Тая молча застёгивает пуговицы на кофте до самого верха, берёт под мышку газеты и книгу и командует:

– Пошли! Мне обедать пора, а вечером заходи.

Анька сворачивает к своей калитке, увлечённо ковыряя подсолнух, и вдруг, спохватившись, кричит:

– А дом-то твой какой? Тайка! Дом-то! Куда приходить?

Но Тая не слышит. Она несётся по глинистой дорожке, одной рукой плотно прижав к груди трофеи из старого дома, а второй зажав у шеи наглухо застёгнутую кофту.

 

6. Царское дело

У крыльца Тая наскоро счистила глину с сапог. Газеты из старого дома пришлось оставить в сенях: бабушка воспротивилась, чтобы «такую грязь» вносили внутрь.

– Бабушка, что означает моё имя? – спрашивает Тая, едва плюхнувшись на стул и зачерпнув густые щи.

Бабушка откладывает ложку, неторопливо поправляет узел платка под подбородком.

– Разве я тебе не рассказывала? Таисия – имя очень древнее, о значении можно только догадываться. Но была такая святая – Таисия Египетская, и уж после неё твоё имя всё равно что «прощёная».

Бабушка, чуть прикрыв глаза, начинает нараспев:

– Была Таисия женщина грешная: много своими делами огорчала Бога. Но вот пришёл к ней один старец и попросил отвести в такое место, где Бог не увидит. Сделал он это с тайной мыслью, конечно. Засмеялась Таисия и сказала: «Нет такого места на всей земле». Тут старец ей и подсказал, что и её дурные дела все перед Богом делаются, Его огорчают. Раскаялась Таисия. Вещи, нечестным трудом заработанные, на площади сожгла, а сама в монастырь ушла – молиться о прощении. И с тех пор уже никто от неё худого слова не слышал, и жила она в мире со всеми. В мире и умерла.

Бабушка вздохнула и посмотрела на стену, где висели старые фотографии. Фотографии были маленькие, любительские, а рамы – большие, и в каждой помещалось много карточек, похожих на стёклышки в калейдоскопе.

– И прабабушка твоя, моя мама, Таисией звалась. Кроткая была, Царство ей небесное… Тоже никого не обидела, а если кто её обижал, зла не держала, приговаривала только: «Царское дело – прощение».

– Почему – царское? – удивилась Тая, забыв про щи.

– А как же? Кто сильный, как царь, тот по доброй воле прощение может дать. А человек мелкий, жалкий простить не может. Ходит, ходит со своей обидой, она его мучает, а у него и власти над ней нет. Разве ж это – царь? А ты в тот же день родилась, что и мамочка моя. Вот тебя в честь неё и назвали.

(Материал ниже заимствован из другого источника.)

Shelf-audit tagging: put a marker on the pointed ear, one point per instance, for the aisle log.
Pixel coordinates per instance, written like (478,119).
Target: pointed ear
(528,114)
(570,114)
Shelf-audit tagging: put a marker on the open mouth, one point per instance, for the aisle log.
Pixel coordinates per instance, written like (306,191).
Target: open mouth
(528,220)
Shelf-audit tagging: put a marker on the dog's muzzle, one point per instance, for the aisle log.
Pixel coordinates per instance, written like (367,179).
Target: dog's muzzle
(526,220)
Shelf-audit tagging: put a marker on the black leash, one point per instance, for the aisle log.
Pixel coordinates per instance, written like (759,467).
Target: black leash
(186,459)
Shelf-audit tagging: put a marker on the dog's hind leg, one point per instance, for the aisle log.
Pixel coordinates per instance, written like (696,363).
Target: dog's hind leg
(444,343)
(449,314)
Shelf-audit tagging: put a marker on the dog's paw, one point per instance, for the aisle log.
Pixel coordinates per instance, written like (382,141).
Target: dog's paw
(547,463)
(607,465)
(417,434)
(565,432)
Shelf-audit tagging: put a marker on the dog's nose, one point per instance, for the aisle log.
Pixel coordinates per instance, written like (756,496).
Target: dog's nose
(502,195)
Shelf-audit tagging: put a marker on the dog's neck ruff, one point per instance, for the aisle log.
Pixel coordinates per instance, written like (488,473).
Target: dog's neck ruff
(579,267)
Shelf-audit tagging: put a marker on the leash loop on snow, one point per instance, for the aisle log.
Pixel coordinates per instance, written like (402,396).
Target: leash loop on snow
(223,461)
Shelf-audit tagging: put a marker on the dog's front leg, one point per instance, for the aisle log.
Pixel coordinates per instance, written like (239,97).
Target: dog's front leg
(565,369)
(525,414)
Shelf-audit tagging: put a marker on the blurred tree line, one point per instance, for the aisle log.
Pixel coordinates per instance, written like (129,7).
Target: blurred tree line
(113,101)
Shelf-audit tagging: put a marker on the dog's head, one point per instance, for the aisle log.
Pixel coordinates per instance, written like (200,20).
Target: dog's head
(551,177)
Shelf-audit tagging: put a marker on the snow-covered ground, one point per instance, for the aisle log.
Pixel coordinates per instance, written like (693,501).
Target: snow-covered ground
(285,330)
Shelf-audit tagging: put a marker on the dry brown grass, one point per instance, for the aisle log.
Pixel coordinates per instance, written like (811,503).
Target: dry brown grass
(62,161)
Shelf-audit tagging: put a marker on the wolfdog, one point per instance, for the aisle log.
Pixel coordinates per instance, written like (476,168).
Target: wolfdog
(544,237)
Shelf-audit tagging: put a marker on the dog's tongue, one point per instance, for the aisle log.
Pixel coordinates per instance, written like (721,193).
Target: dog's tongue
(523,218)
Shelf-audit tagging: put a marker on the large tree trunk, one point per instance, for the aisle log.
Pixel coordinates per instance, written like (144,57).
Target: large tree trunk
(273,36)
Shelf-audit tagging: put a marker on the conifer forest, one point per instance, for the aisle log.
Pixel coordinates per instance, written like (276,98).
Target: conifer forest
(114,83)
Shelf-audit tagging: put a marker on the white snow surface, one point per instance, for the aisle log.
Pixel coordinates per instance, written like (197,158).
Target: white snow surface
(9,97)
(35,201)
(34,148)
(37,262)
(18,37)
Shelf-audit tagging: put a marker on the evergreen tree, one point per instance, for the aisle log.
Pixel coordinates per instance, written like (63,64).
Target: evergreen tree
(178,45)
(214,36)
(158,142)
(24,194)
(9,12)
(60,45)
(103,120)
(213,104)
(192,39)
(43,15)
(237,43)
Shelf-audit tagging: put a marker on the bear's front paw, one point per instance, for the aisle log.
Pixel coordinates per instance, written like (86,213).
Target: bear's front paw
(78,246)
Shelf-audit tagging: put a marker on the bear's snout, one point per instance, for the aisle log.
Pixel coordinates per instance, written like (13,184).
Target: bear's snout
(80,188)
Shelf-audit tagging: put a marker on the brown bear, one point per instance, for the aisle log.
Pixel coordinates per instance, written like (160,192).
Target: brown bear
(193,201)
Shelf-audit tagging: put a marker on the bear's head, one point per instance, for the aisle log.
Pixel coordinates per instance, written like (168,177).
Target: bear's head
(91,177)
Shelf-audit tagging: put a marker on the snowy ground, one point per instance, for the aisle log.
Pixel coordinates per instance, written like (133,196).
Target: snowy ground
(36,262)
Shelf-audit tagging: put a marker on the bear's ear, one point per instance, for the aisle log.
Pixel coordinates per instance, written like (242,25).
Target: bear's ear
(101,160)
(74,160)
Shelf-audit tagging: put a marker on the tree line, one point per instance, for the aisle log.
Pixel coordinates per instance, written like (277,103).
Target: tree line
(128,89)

Дедушка сидит поодаль от Таи и бабушки и не слышит, о чём они говорят. Но видит он очень хорошо: щи они не едят, а про второе, видно, и вовсе забыли. Он терпеливо ждёт, пока бабушка закончит рассказ, и протягивает ей свою пустую тарелку:

– Вы, конечно, можете не есть, но деда голодом морить не годится.

Бабушка спохватывается, достаёт из печи сковороду с шипящей картошкой. Оделив мужа, бабушка торопливо договаривает вполголоса:

– Видишь, великое дело – прощение: Таисию-то Египетскую стали святой почитать, потому что она Богом прощена. И уж так она изменилась, прощёная, что к прежней жизни не вернулась, нет… Прощёному и прощать легче.

Видно, отдельные слова всё-таки долетают до дедушки, потому что он, прожевав картошку, вдруг говорит:

– Это верно, прощать легче, но и в обиду себя давать нельзя. Я вот пойду сегодня ночью в сад, погляжу, что там за охотник до чужих грядок бродит. Если поймаю, так за шиворот подержу. Безо всяких обид и с полным прощением, – заканчивает он и снова принимается за картошку.

– Вот какой ты, старый, – говорит бабушка погромче, чтобы дедушка её расслышал. – Всё бы тебе за шиворот подержать! А того нету, чтобы поразмыслить, успокоиться да и забыть…

Бабушка смотрит на невозмутимое лицо дедушки и машет рукой:

– Э, тебя разве убедишь!

И она встаёт, чтобы налить в чайник воду из ведра – скоро все захотят чаю.

Тая переводит взгляд с неё на спокойно жующего дедушку и понимает, что он всё равно сделает по-своему. Но ей совсем не хочется, чтобы дедушка ночью поймал воров: она знает теперь куда больше взрослых, и у неё есть собственный план.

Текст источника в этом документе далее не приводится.